Thank you for your question on such a delicate situation. I don’t have all the answers but I will try and advise you from a women’s perspective.
It’s always sad when I hear things like this and believe me, I hear lots of similar remarks from both men and women.
As you haven’t broached this subject with your wife before, i’m guessing you find it difficult to be open and honest with each-other. In this case, try the subtle approach first.
Pick up some leaflets or print off some information from your local gym and leave them on the table so she will see them. This should start a conversation on the subject of loosing weight and getting fit. Maybe tell her it’s something you can do together, trying to encourage her into seeing what you see.
If the response your wanting isn’t there, then it’s time for that conversation and I know from your email, it’s going to be difficult. These conversations are never easy when you care about someone and don’t want to hurt them but in your case, I believe for the sake of your marriage, it needs to be said.
Pick your moment when you’re both alone and tell her you need to have a chat. Take a deep breath because now you need to be honest. You don’t need to be brutal, your wife will be hurt with your honesty anyway.

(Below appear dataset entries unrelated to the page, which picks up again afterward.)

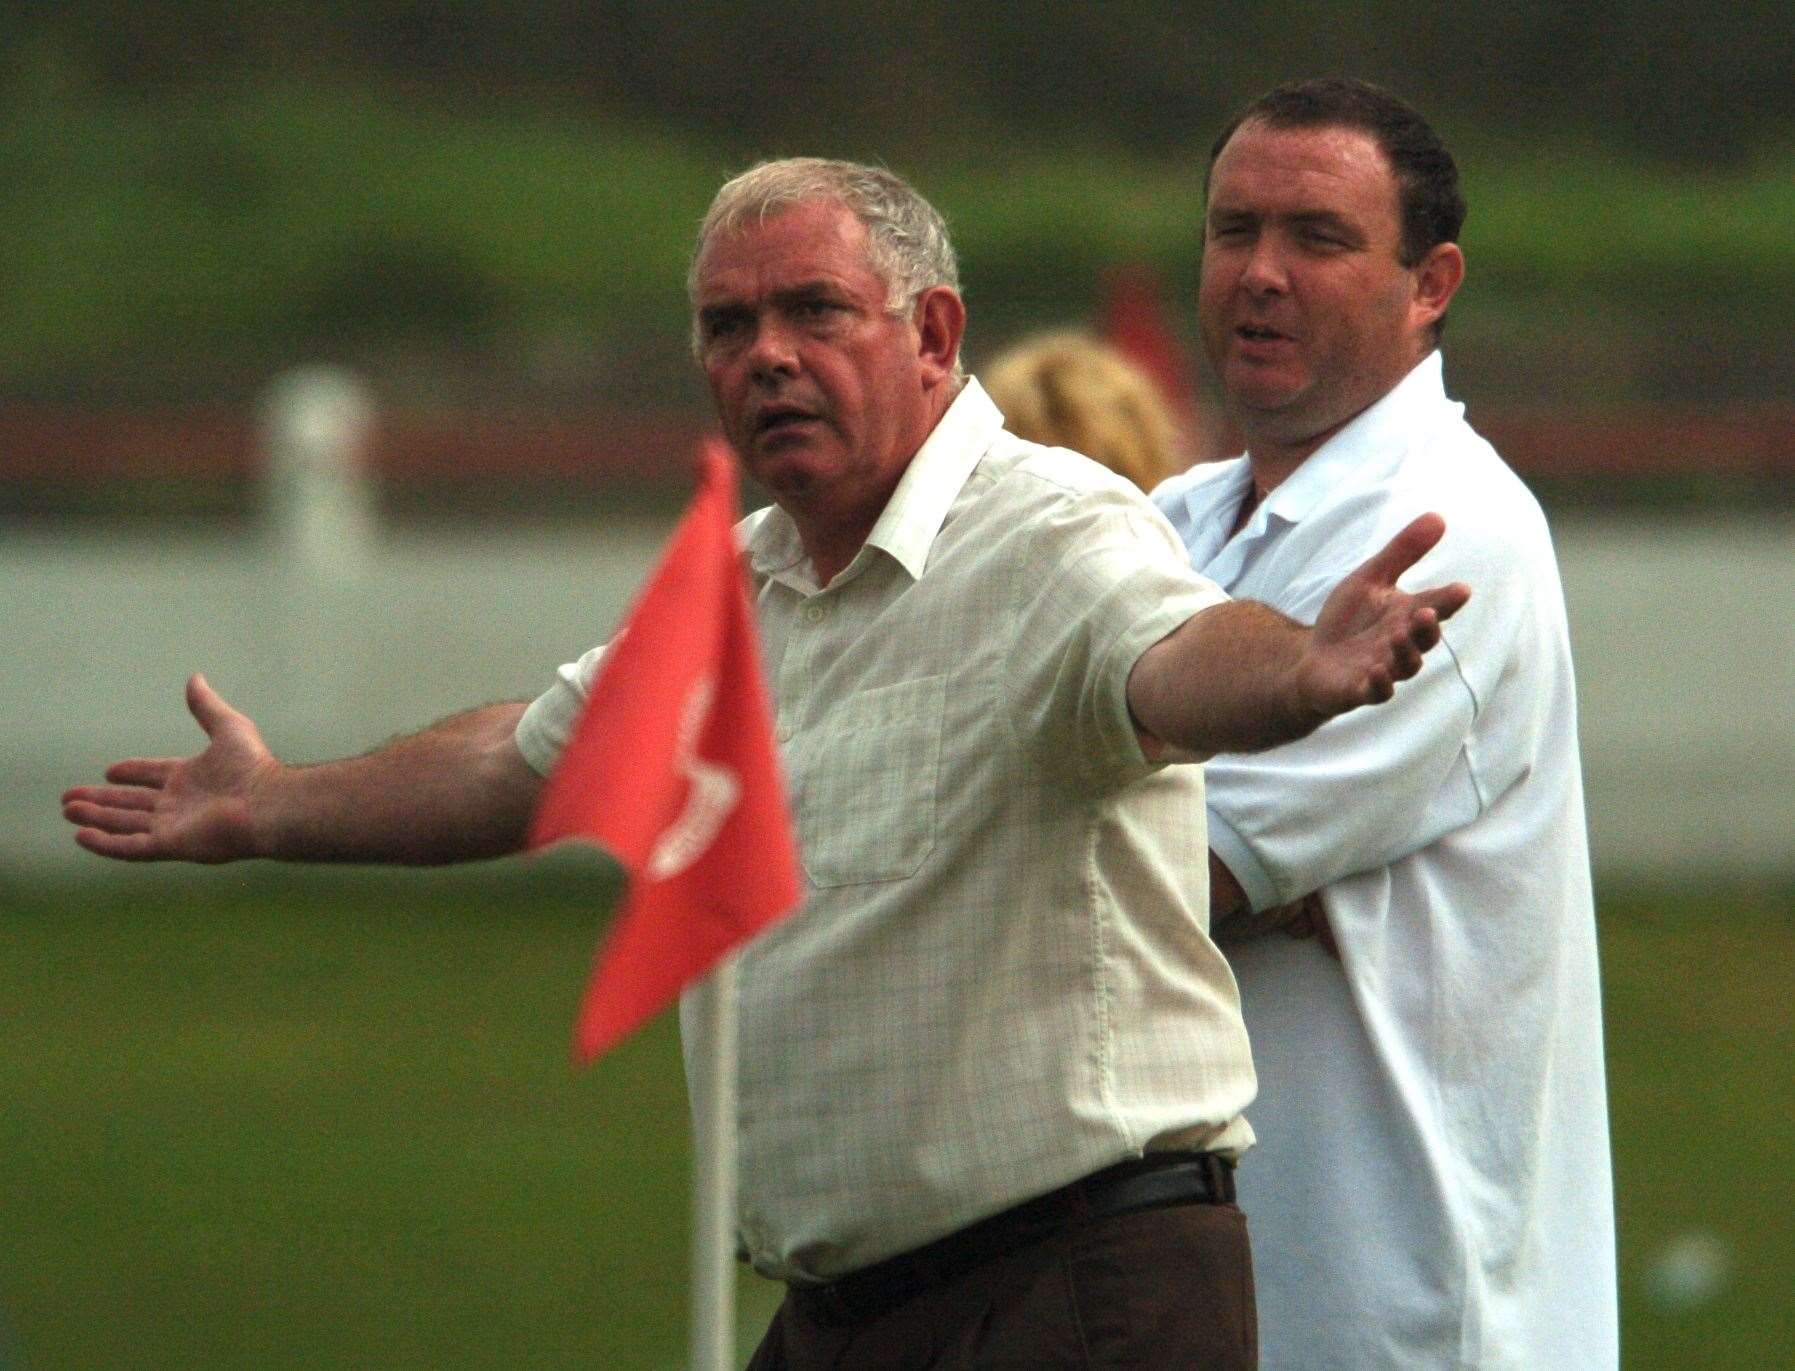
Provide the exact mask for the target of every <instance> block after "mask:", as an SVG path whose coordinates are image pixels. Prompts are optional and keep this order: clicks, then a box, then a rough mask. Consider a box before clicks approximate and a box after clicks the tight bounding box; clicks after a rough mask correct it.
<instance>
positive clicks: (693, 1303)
mask: <svg viewBox="0 0 1795 1371" xmlns="http://www.w3.org/2000/svg"><path fill="white" fill-rule="evenodd" d="M707 989H709V992H707V994H704V996H700V1005H702V1009H700V1012H702V1014H704V1016H705V1017H709V1023H707V1025H695V1026H698V1030H700V1032H698V1035H700V1041H709V1043H711V1044H713V1052H711V1059H709V1061H707V1062H704V1066H702V1070H704V1073H705V1080H704V1089H698V1091H695V1095H696V1098H698V1100H709V1107H707V1109H704V1111H702V1113H698V1114H695V1118H693V1177H691V1371H736V958H734V956H725V958H723V960H722V962H718V964H716V969H714V971H713V973H711V985H709V987H707Z"/></svg>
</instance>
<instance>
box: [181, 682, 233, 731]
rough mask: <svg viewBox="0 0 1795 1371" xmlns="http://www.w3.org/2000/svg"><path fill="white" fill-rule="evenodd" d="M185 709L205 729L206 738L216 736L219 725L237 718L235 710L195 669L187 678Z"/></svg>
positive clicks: (223, 723) (219, 726)
mask: <svg viewBox="0 0 1795 1371" xmlns="http://www.w3.org/2000/svg"><path fill="white" fill-rule="evenodd" d="M187 711H188V712H190V714H192V716H194V720H196V721H197V723H199V727H201V729H205V730H206V738H217V730H219V729H221V727H224V725H226V723H230V721H232V720H235V718H239V714H237V711H235V709H232V707H230V705H228V703H224V696H223V694H219V693H217V691H214V689H212V685H210V684H208V682H206V678H205V677H201V675H199V673H197V671H196V673H194V675H192V677H188V678H187Z"/></svg>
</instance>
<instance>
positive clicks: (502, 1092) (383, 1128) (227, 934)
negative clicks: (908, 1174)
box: [0, 861, 1795, 1371]
mask: <svg viewBox="0 0 1795 1371" xmlns="http://www.w3.org/2000/svg"><path fill="white" fill-rule="evenodd" d="M610 897H612V886H610V883H609V878H607V876H605V874H603V872H601V870H598V869H596V867H587V865H569V863H567V861H556V863H553V865H547V867H530V865H517V863H503V865H499V867H494V869H488V870H485V872H476V874H472V876H465V874H458V876H445V874H384V872H379V874H377V872H321V874H320V872H305V874H298V872H282V870H271V869H224V870H153V872H138V870H131V872H124V874H111V876H109V878H104V879H99V878H97V879H92V881H70V883H63V885H41V886H39V885H20V883H11V885H9V883H5V881H0V947H4V955H0V1025H4V1032H0V1157H5V1165H4V1166H0V1215H4V1235H5V1240H4V1245H0V1324H7V1326H11V1332H13V1340H14V1342H16V1344H18V1351H16V1358H18V1362H20V1366H22V1367H25V1371H59V1369H65V1367H66V1369H68V1371H75V1369H79V1371H109V1369H111V1367H158V1369H160V1367H176V1366H178V1367H187V1369H194V1371H199V1369H203V1367H368V1366H381V1367H388V1366H397V1367H535V1366H542V1367H553V1366H576V1364H578V1366H607V1367H662V1366H668V1367H671V1366H677V1364H679V1360H680V1349H682V1346H684V1319H686V1303H684V1301H686V1202H687V1199H686V1186H687V1177H689V1145H687V1132H686V1107H684V1086H682V1078H680V1068H679V1055H677V1044H675V1039H673V1030H671V1023H670V1021H668V1019H666V1017H662V1019H661V1021H657V1023H655V1025H653V1026H652V1028H648V1030H646V1032H644V1034H643V1035H639V1037H637V1039H634V1041H630V1043H628V1044H625V1046H623V1048H621V1050H619V1052H617V1053H614V1055H610V1057H607V1059H603V1061H601V1062H600V1064H598V1066H596V1068H592V1070H589V1071H583V1073H580V1071H574V1070H573V1068H571V1066H569V1055H567V1052H569V1050H567V1037H569V1021H571V1016H573V1009H574V1001H576V998H578V992H580V985H582V982H583V974H585V967H587V962H589V956H591V949H592V946H594V940H596V935H598V930H600V926H601V910H603V908H605V906H607V904H609V901H610ZM1601 931H1603V956H1605V976H1607V1012H1608V1041H1610V1082H1612V1107H1614V1136H1616V1166H1617V1177H1619V1220H1621V1236H1623V1263H1621V1267H1623V1269H1621V1281H1623V1301H1624V1348H1626V1366H1628V1367H1635V1369H1639V1371H1659V1369H1660V1367H1662V1369H1666V1371H1668V1369H1669V1367H1696V1366H1703V1367H1705V1366H1714V1367H1757V1366H1784V1364H1790V1360H1791V1358H1795V1328H1791V1314H1790V1303H1788V1297H1786V1292H1788V1283H1790V1271H1791V1269H1795V1226H1791V1199H1795V1183H1791V1179H1790V1177H1791V1175H1795V1132H1791V1129H1790V1123H1788V1116H1790V1107H1791V1095H1795V1086H1791V1073H1790V1068H1788V1062H1790V1061H1791V1057H1795V1026H1791V1016H1790V1012H1788V1005H1790V1003H1791V1001H1795V903H1791V899H1790V894H1788V892H1786V890H1768V892H1756V894H1754V892H1738V890H1734V892H1721V894H1718V895H1714V894H1707V895H1702V897H1694V895H1684V894H1651V892H1646V894H1617V895H1614V897H1610V899H1607V901H1605V904H1603V930H1601ZM1691 1229H1707V1231H1712V1233H1716V1235H1720V1236H1721V1238H1723V1240H1725V1242H1727V1244H1729V1245H1730V1249H1732V1276H1730V1281H1729V1285H1727V1287H1725V1288H1723V1290H1721V1294H1720V1297H1718V1299H1716V1301H1714V1303H1711V1305H1709V1306H1705V1308H1696V1310H1687V1312H1675V1310H1664V1308H1659V1306H1655V1305H1653V1301H1651V1283H1650V1278H1648V1267H1650V1260H1651V1256H1653V1254H1655V1253H1657V1251H1659V1247H1660V1245H1662V1244H1664V1242H1666V1240H1669V1238H1673V1236H1675V1235H1678V1233H1686V1231H1691ZM768 1297H770V1290H768V1287H765V1285H761V1283H757V1281H754V1283H747V1285H745V1303H747V1310H745V1319H747V1323H750V1324H752V1323H754V1321H757V1319H759V1317H763V1315H765V1310H766V1306H768ZM745 1348H747V1340H745V1339H743V1349H745ZM0 1362H4V1351H0Z"/></svg>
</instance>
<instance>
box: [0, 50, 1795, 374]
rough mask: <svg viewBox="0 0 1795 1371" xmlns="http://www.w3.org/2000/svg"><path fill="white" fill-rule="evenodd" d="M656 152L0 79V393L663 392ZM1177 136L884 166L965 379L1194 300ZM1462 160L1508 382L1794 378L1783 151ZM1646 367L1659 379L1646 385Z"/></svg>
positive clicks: (702, 192)
mask: <svg viewBox="0 0 1795 1371" xmlns="http://www.w3.org/2000/svg"><path fill="white" fill-rule="evenodd" d="M677 127H679V126H677V124H671V122H666V120H662V122H659V124H648V122H643V120H632V118H625V117H621V115H610V113H592V111H589V109H580V108H571V106H565V104H553V102H528V100H522V99H521V97H504V99H485V100H474V102H468V104H465V106H445V104H442V102H440V100H433V99H424V97H420V95H411V93H395V92H393V90H390V88H382V86H357V84H348V83H341V81H339V83H314V81H305V79H300V77H294V75H285V77H266V79H258V81H237V83H233V84H176V86H118V88H101V90H93V88H84V86H79V84H74V83H70V81H68V79H65V77H63V75H59V68H57V66H54V65H43V63H38V65H32V63H29V61H27V63H14V65H13V66H11V72H9V77H7V79H5V83H4V84H0V174H4V178H5V187H7V190H5V199H4V212H0V251H4V253H5V260H7V262H9V278H7V289H5V291H4V293H0V384H5V386H9V388H13V389H14V391H16V389H20V388H25V389H32V388H39V389H41V388H45V386H54V384H56V380H57V379H59V377H68V375H83V373H99V371H106V370H124V368H133V366H165V364H167V362H169V359H171V357H181V355H190V357H194V359H197V361H196V362H194V364H196V366H197V368H199V370H201V371H205V373H206V377H208V379H210V377H212V373H214V368H215V364H217V362H219V359H228V362H230V364H233V366H239V368H246V370H253V371H257V373H262V371H266V368H267V366H276V364H285V362H287V361H293V359H298V357H305V355H318V354H328V355H339V357H348V359H359V357H361V355H364V354H379V352H381V350H393V348H406V346H422V348H438V350H442V348H451V350H456V348H458V350H486V352H499V354H504V352H510V354H526V355H530V354H542V352H544V350H547V352H555V350H556V348H560V350H564V352H573V354H582V352H587V354H591V352H603V350H607V348H609V350H612V352H617V350H619V346H621V355H623V362H621V364H623V366H628V364H630V348H632V346H634V345H632V339H652V341H653V343H652V346H653V348H659V355H661V357H662V359H664V357H670V355H671V357H673V359H675V362H677V339H679V337H680V336H682V332H684V271H686V255H687V249H689V235H691V231H693V226H695V224H696V221H698V217H700V215H702V210H704V206H705V203H707V199H709V196H711V192H713V190H714V187H716V185H718V183H720V179H722V178H723V176H725V174H727V172H731V170H734V169H738V167H740V165H741V158H740V156H736V153H738V149H734V147H732V140H729V138H723V136H718V135H714V133H711V131H707V129H691V127H687V129H686V131H675V129H677ZM1185 133H1186V136H1185V142H1183V144H1179V145H1178V147H1151V149H1140V147H1116V145H1104V144H1102V142H1097V140H1095V138H1093V136H1086V138H1084V140H1081V142H1072V144H1063V142H1057V140H1055V138H1054V136H1052V133H1050V131H1045V129H1030V127H1025V126H1018V127H1014V129H1011V131H1009V133H1007V136H1005V140H1003V142H1002V144H993V145H985V147H966V145H959V144H955V142H953V140H944V142H941V144H937V145H932V147H928V149H919V151H917V153H915V160H914V162H905V163H903V170H905V172H908V174H910V176H914V178H915V179H917V181H919V183H921V185H923V188H924V190H926V192H928V194H930V196H932V197H935V199H937V203H939V205H941V206H942V208H944V212H946V214H948V217H950V221H951V223H953V226H955V233H957V240H959V246H960V251H962V260H964V276H966V285H968V294H969V300H971V303H973V310H975V314H973V318H975V327H973V334H971V337H969V346H971V350H973V354H975V359H976V354H978V348H980V346H985V345H994V343H998V341H1003V339H1005V337H1007V336H1011V334H1014V332H1018V330H1020V328H1023V327H1029V325H1034V323H1039V321H1041V319H1068V318H1081V316H1084V314H1086V312H1088V310H1090V307H1091V298H1093V293H1095V291H1097V287H1099V282H1100V278H1102V273H1104V271H1106V269H1109V267H1113V266H1115V264H1118V262H1145V264H1151V266H1154V267H1158V271H1160V273H1161V276H1163V278H1165V280H1167V282H1169V285H1170V289H1172V291H1174V294H1176V296H1178V298H1181V300H1183V298H1188V289H1190V284H1192V282H1194V275H1195V257H1197V217H1199V212H1201V167H1203V162H1204V156H1206V153H1204V149H1203V138H1201V136H1199V131H1185ZM1201 135H1206V127H1204V129H1203V131H1201ZM759 151H779V149H777V145H772V144H763V145H761V147H759ZM838 151H851V153H856V154H863V156H867V154H871V156H878V154H880V153H881V151H883V149H880V147H878V145H854V147H849V149H838ZM1461 160H1463V163H1465V174H1467V187H1468V197H1470V203H1472V215H1470V221H1468V224H1467V233H1465V242H1467V251H1468V253H1470V260H1472V285H1470V289H1468V291H1467V296H1465V303H1463V305H1461V307H1459V309H1458V310H1456V319H1458V318H1459V316H1463V318H1465V319H1467V323H1465V325H1463V327H1461V328H1459V337H1461V339H1468V341H1472V343H1475V345H1479V346H1483V348H1484V350H1493V352H1502V354H1508V355H1511V357H1515V359H1520V361H1517V362H1515V366H1519V368H1520V371H1524V370H1526V357H1529V355H1544V357H1547V359H1549V361H1547V362H1545V366H1544V370H1545V371H1547V373H1556V375H1563V368H1562V364H1560V362H1558V354H1560V352H1581V354H1585V355H1590V357H1601V359H1614V361H1612V362H1608V364H1607V368H1605V370H1603V366H1596V370H1594V371H1592V375H1589V377H1583V380H1585V382H1587V384H1589V386H1592V388H1594V389H1596V393H1598V395H1601V397H1607V398H1621V400H1624V398H1637V395H1639V393H1641V391H1642V389H1646V391H1657V389H1664V388H1668V389H1669V391H1671V393H1675V391H1677V386H1678V384H1680V386H1686V388H1687V389H1689V391H1693V393H1694V395H1696V398H1700V397H1702V395H1703V393H1714V395H1729V393H1734V391H1745V393H1750V391H1752V389H1754V388H1759V389H1761V391H1763V393H1777V386H1779V380H1781V379H1782V377H1784V375H1786V373H1788V371H1790V370H1791V368H1795V362H1790V361H1788V343H1786V339H1784V334H1786V330H1784V328H1782V327H1781V321H1784V319H1786V318H1788V316H1790V312H1791V307H1795V253H1790V251H1788V246H1786V224H1788V223H1790V217H1791V210H1795V142H1791V144H1786V145H1773V144H1763V145H1761V147H1759V149H1757V151H1756V153H1752V154H1750V156H1741V158H1739V160H1736V162H1732V163H1729V165H1723V167H1721V165H1714V167H1705V169H1689V167H1684V165H1675V167H1668V165H1666V163H1659V162H1650V160H1646V158H1641V156H1637V154H1624V153H1616V151H1614V149H1612V147H1605V145H1601V144H1596V142H1576V140H1565V138H1558V140H1551V142H1544V144H1538V142H1517V140H1513V138H1506V140H1504V138H1502V136H1501V133H1499V131H1493V129H1479V133H1477V135H1475V136H1474V138H1472V142H1470V145H1467V147H1463V149H1461ZM1716 321H1723V328H1725V337H1727V339H1730V352H1732V354H1734V355H1736V357H1739V359H1743V357H1747V355H1750V357H1754V359H1757V368H1756V370H1754V368H1752V366H1741V364H1736V362H1732V361H1730V359H1729V364H1725V366H1721V364H1714V366H1707V368H1703V366H1693V368H1691V366H1687V364H1684V361H1682V359H1684V355H1686V354H1691V352H1693V354H1696V355H1702V357H1711V355H1712V354H1714V346H1712V339H1711V334H1712V330H1714V328H1716V327H1721V325H1720V323H1716ZM1567 327H1569V328H1576V330H1578V334H1576V336H1574V337H1571V336H1567V332H1569V328H1567ZM1646 337H1650V339H1651V343H1650V345H1646V343H1641V341H1639V339H1646ZM1678 339H1682V346H1680V348H1678ZM619 341H621V343H619ZM1642 348H1655V350H1660V352H1664V350H1668V361H1660V362H1651V364H1639V362H1637V359H1635V354H1639V352H1641V350H1642ZM1779 350H1781V352H1779ZM1779 357H1781V361H1779ZM1764 359H1768V362H1766V361H1764ZM594 370H596V368H594Z"/></svg>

Start by asking her if there is anything causing her anxiety as to why she’s give-up caring about herself. She will probably be in denial and ask you “what do you mean?”
From here you can say, you’ve noticed how much weight she has gained and it seems you don’t care about yourself anymore. Her brain will now go into overdrive and depending on her reaction i.e aggressive and angry or hurt and tearful you can then take the next step.
Sometimes women will act aggressive and angry to coverup their real feelings, pain and being found out. Others will be hurt and tearful because they already know and don’t know what to do.
Wrap your words up kindly and and tell her the truth about how you really feel. Tell her you care about her and want to help her. Make her feel loved and secure, but at the same time, telling her that things need to change.
Once the dust has settled, 99% of women in this situation will try to change and address the situation because now her eyes have been opened and she will see what you see. They will try to do their upmost to repair their marriage and make their partner want them they way they used to.
Hang in there and help her to achieve the weight loss and i’m sure you will fancy your wife sexually once more.
I hope my comments have helped and enlighten you a little.
I know being honest with such a personal dilemma as yours isn’t easy when you care about the other persons feelings, but saying nothing is worse.
Good luck and I hope it all works out for you.
The key is to keep talking to each other, if something isn’t right how will your partner know!